I am trying to join two kafka data streams(using kafka spouts) into one using JoinBolt with following code snippet (http://storm.apache.org/releases/1.1.2/Joins.html)
It says that each of JoinBolt's incoming data streams must be Fields Grouped on a single field. A stream should only be joined with the other streams using the field on which it has been FieldsGrouped
Code Snippet :
KafkaSpout kafka_spout_1 = SpoutBuilder.buildSpout("127.0.0.1:2181","test-topic-1", "/spout-1", "spout-1");//String zkHosts, String topic, String zkRoot, String spoutId
KafkaSpout kafka_spout_2 = SpoutBuilder.buildSpout("127.0.0.1:2181","test-topic-2", "/spout-2", "spout-2");//String zkHosts, String topic, String zkRoot, String spoutId
topologyBuilder.setSpout("kafka-spout-1", kafka_spout_1, 1);
topologyBuilder.setSpout("kafka-spout-2", kafka_spout_2, 1);
JoinBolt joinBolt = new JoinBolt("kafka-spout-1", "id")
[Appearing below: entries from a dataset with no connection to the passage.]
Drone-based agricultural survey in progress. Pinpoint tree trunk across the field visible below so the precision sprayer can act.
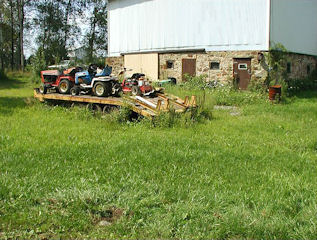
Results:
[89,7,97,61]
[64,0,72,49]
[10,0,14,70]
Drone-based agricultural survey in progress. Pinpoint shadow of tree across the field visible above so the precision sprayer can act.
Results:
[0,78,25,90]
[0,97,27,115]
[292,90,317,99]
.join("kafka-spout-2", "deptId", "kafka-spout-1")
.select("id,deptId,firstName,deptName")
.withTumblingWindow(new Duration(10, TimeUnit.SECONDS));
topologyBuilder.setBolt("joiner", joinBolt, 1)
.fieldsGrouping("spout-1", new Fields("id"))
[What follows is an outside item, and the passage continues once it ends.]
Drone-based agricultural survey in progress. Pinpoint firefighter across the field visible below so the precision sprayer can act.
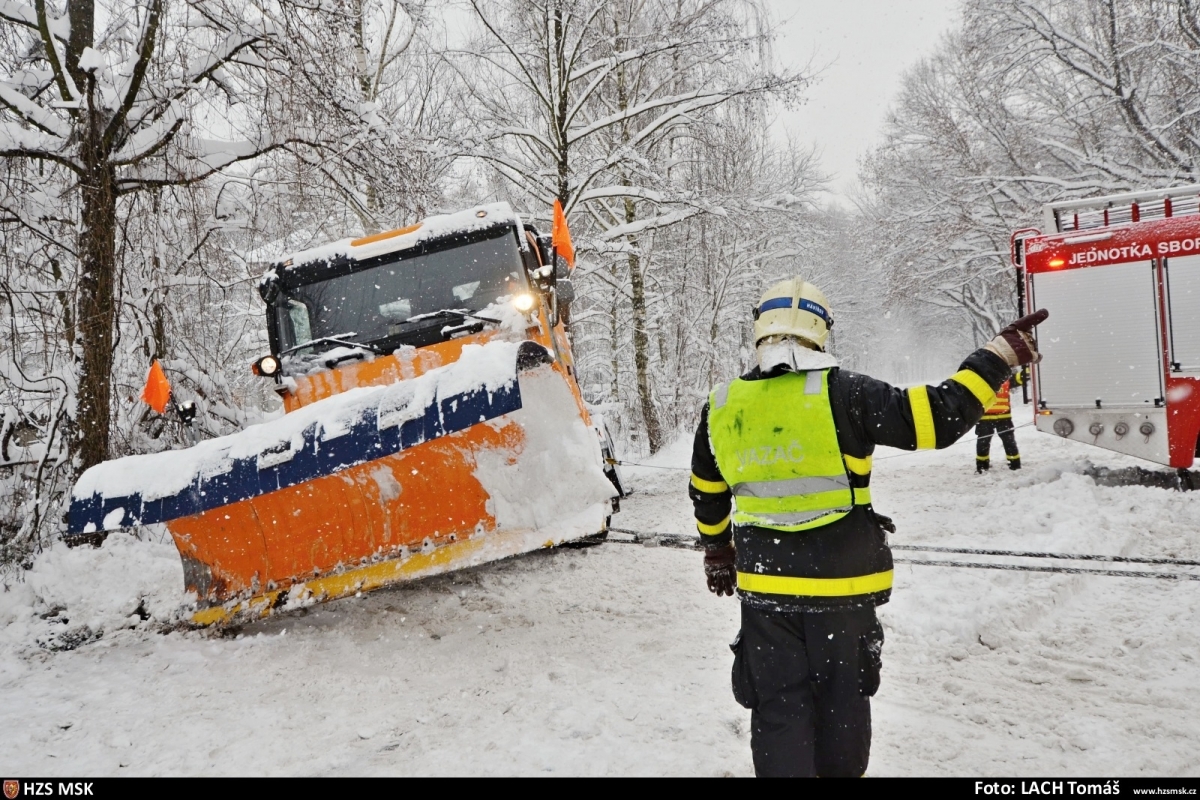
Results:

.fieldsGrouping("spout-2", new Fields("deptId"));
kafka-spout-1 sample record --> {"id" : 1 ,"firstName" : "Alyssa" , "lastName" : "Parker"}
kafka-spout-2 sample record --> {"deptId" : 1 ,"deptName" : "Engineering"}
I got following exception while deploying topology using above code snippet
[main] WARN o.a.s.StormSubmitter - Topology submission exception: Component: [joiner] subscribes from stream: [default] of component [kafka-spout-2] with non-existent fields: #{"deptId"}
java.lang.RuntimeException: InvalidTopologyException(msg:Component: [joiner] subscribes from stream: [default] of component [kafka-spout-2] with non-existent fields: #{"deptId"})
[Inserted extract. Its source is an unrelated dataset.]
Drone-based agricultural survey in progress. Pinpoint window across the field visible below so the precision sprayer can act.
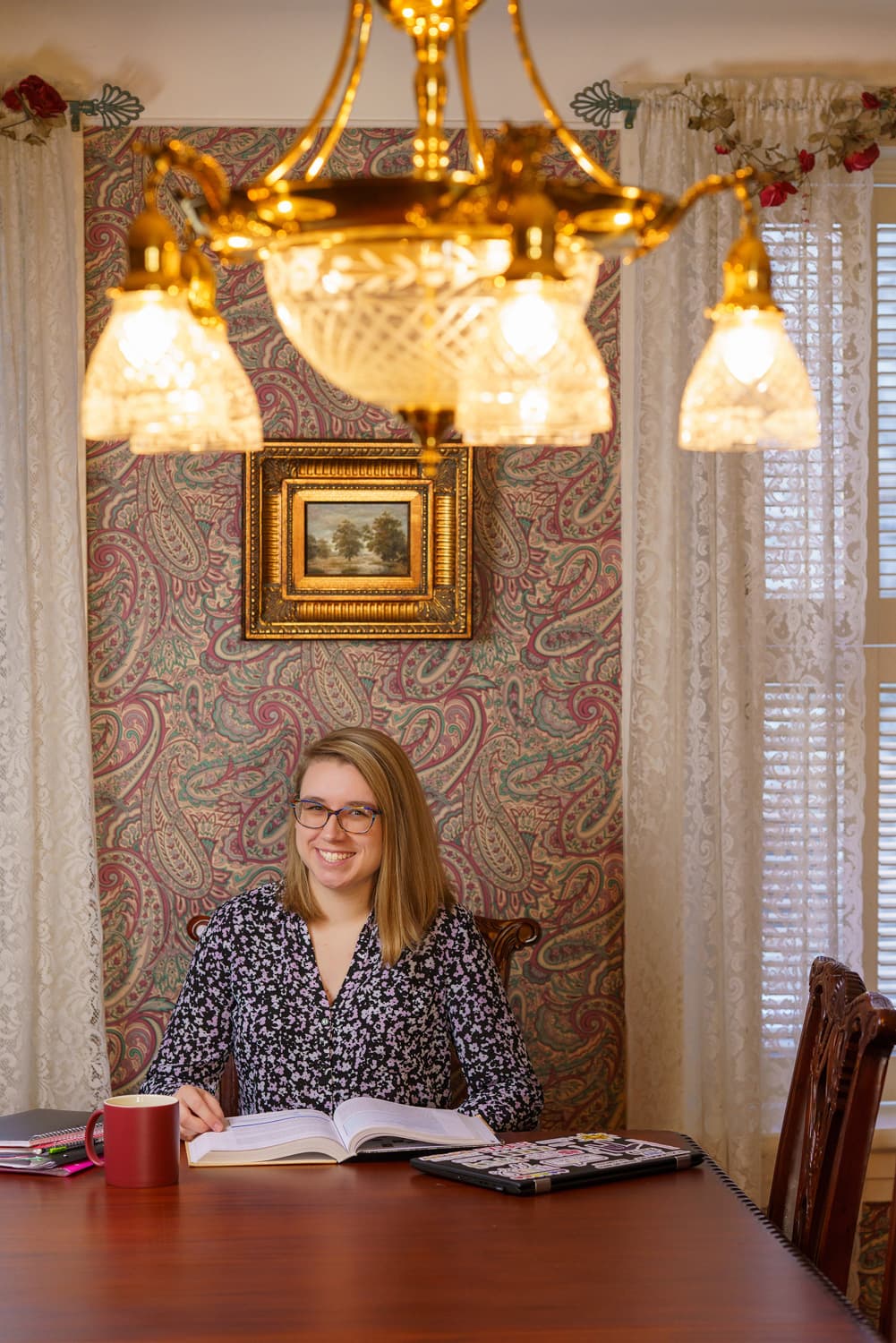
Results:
[864,167,896,998]
[762,199,870,1101]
at org.apache.storm.StormSubmitter.submitTopologyAs(StormSubmitter.java:273)
at org.apache.storm.StormSubmitter.submitTopology(StormSubmitter.java:387)
at org.apache.storm.StormSubmitter.submitTopology(StormSubmitter.java:159)
at BuildTopology.runTopology(BuildTopology.java:71)
at Main.main(Main.java:6)
Caused by: InvalidTopologyException(msg:Component: [joiner] subscribes from stream: [default] of component [kafka-spout-2] with non-existent fields: #{"deptId"})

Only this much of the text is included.